The base snapshot is never mutated; closing a clone’s window tears down only that guest.

Interactive reset-to-checkpoint

Two console hotkeys let you capture a running guest’s state as an in-memory “reset point” and roll the live guest back to it without tearing the VM down:

  • Ctrl-A c — mark the current moment as the reset point. The VMM captures guest RAM (via an O(1) APFS clonefile copy), vCPU registers, GIC state, and virtio-device state, then prints [reset point marked] and lets the guest continue.
  • Ctrl-A r — roll the running guest back IN PLACE to that reset point: guest RAM is restored (only the pages that changed when --track-dirty is armed, or a full copy without it — both produce a correct result), vCPU registers, GIC state, and virtio-device state are all applied, and under --gui the rolled-back screen is repainted. The guest then resumes from the reset-point moment. Prints [reset to checkpoint]. If no reset point exists yet, prints reset: no checkpoint - press Ctrl-A c first.

The in-place reset above is the serial/headless path. Under --gui it is not used: Ctrl+Alt+R instead does a cold reset — the process exits with a sentinel code and the launcher re---restores the clone (a fresh window at the warm state). An in-place rollback of a live, actively-rendering GUI cannot reconcile the running GIC + virtio-gpu/net state with the rolled-back guest (hv_gic_set_state is create-time-only on HVF, so in-flight interrupt state wedges the display under load), whereas a fresh --restore builds clean devices and the guest re-initialises. Ctrl+Alt+S (disk snapshot) and Ctrl+Alt+X (close) are the other window hotkeys; the serial console keeps the full Ctrl-A set.

Device (DMA) writes are now tracked.
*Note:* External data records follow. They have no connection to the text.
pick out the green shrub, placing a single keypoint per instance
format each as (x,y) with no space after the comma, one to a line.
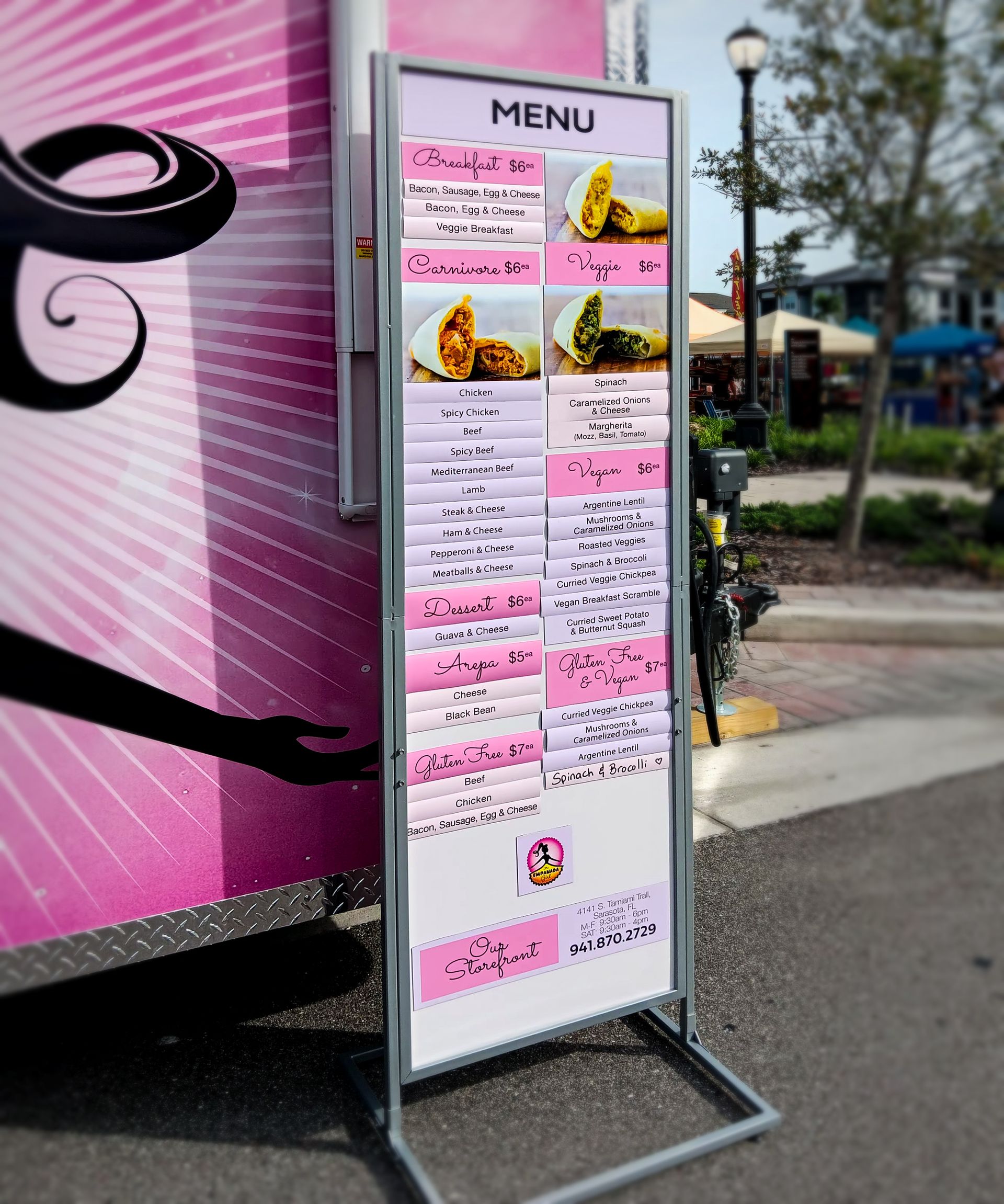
(961,553)
(982,460)
(922,451)
(711,431)
(819,520)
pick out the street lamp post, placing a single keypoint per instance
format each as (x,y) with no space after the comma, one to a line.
(747,50)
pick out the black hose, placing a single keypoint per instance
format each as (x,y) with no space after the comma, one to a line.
(701,630)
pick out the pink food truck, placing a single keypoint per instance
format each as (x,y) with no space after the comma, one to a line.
(189,672)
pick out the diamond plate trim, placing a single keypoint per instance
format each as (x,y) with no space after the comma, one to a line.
(356,889)
(139,941)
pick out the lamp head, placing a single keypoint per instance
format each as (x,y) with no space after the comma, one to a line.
(747,50)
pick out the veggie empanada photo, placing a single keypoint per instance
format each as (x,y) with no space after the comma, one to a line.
(578,326)
(634,342)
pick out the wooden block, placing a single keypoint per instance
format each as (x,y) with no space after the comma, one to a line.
(753,715)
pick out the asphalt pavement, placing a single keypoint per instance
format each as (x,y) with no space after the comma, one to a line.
(850,968)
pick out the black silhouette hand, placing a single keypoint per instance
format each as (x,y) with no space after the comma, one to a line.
(273,744)
(42,676)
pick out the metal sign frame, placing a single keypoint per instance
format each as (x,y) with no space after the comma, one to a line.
(396,1051)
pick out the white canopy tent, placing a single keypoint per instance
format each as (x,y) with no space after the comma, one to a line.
(706,321)
(836,342)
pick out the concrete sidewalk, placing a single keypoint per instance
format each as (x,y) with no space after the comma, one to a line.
(849,968)
(819,483)
(860,615)
(856,722)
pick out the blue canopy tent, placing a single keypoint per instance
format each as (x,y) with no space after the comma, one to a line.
(943,340)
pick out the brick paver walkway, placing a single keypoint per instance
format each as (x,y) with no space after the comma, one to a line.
(822,683)
(907,599)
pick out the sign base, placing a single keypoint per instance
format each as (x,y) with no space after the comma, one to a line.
(761,1118)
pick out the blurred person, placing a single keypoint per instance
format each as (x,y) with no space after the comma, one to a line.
(972,393)
(946,382)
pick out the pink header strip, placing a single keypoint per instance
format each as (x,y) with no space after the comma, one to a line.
(608,472)
(607,263)
(488,959)
(429,161)
(472,756)
(460,666)
(608,671)
(440,608)
(431,265)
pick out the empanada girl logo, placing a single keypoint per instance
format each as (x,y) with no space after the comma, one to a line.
(546,861)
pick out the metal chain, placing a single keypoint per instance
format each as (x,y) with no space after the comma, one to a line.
(730,646)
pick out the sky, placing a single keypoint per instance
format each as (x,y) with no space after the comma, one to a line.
(687,41)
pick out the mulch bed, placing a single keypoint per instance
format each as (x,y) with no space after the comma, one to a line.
(791,560)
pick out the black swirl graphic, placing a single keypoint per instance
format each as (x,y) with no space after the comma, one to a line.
(189,200)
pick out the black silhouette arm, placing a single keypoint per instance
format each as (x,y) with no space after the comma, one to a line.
(44,676)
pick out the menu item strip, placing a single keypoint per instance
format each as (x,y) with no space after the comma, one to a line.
(460,714)
(443,788)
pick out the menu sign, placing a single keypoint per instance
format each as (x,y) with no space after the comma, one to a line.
(531,270)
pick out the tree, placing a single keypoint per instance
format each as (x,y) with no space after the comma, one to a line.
(894,135)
The dirty tracker covers both vCPU-fault writes and device-side writes to guest RAM (virtio used-ring updates, RX frame data, block-read data, etc.). A DirtySink hook at the device-facing GuestRam write path marks the same write-protect bitmap as the page-fault handler, so the two paths share a single consistent dirty set. As a result, Ctrl-A r is once again a fast dirty-only rollback — only the pages that actually changed since the checkpoint are copied back, regardless of whether they were written by a vCPU or a device. Without --track-dirty the reset falls back to a full RAM copy as before. Diff snapshots (Ctrl-A s with --track-dirty) also benefit: device-written pages are no longer omitted from the delta, so incremental snapshots are correct even when the guest was doing active DMA between the base and the diff.

Auto-seed on --restore. When a guest is started with `boot –restore

`, the restored snapshot is automatically installed as the initial reset point before the guest runs. `Ctrl-A r` therefore works immediately after a restore — no `Ctrl-A c` needed. A fresh cold boot has no reset point until you press `Ctrl-A c`.

Distinct from Ctrl-A s. Ctrl-A s writes a named snapshot directory to disk (a full, persistent snapshot usable for future restores and fan-out clones). Ctrl-A c/Ctrl-A r operate entirely in memory and on the live guest; no directory is written.

GIC mid-run re-restore. Applying GIC state to a running guest (hv_gic_set_state while the VM is live) is best-effort: all vCPUs are parked before the call and the state is applied atomically from their perspective. If HVF rejects the call mid-run the reset logs [reset] gic_restore rejected mid-run ... and continues; any in-flight interrupts re-settle within a tick or two. This is the designed fallback — the guest remains functional.

Disk non-divergence is required for correctness. Reset rolls back guest RAM, vCPU registers, GIC state, and virtio-device state, but the disk is NOT rewound. If the guest has written to a read-write rootfs between the checkpoint and the reset, the rolled-back guest RAM (page cache, ext4 journal, inode cache) will describe a disk that has moved on, causing filesystem corruption.

The intended usage mounts the rootfs read-only and places all writable state (/tmp, browser profile, downloads, etc.) on a tmpfs overlay that lives in guest RAM. That RAM rolls back cleanly with Ctrl-A r, and the immutable rootfs never diverges. A read-write rootfs that is written between Ctrl-A c and Ctrl-A r will corrupt the filesystem.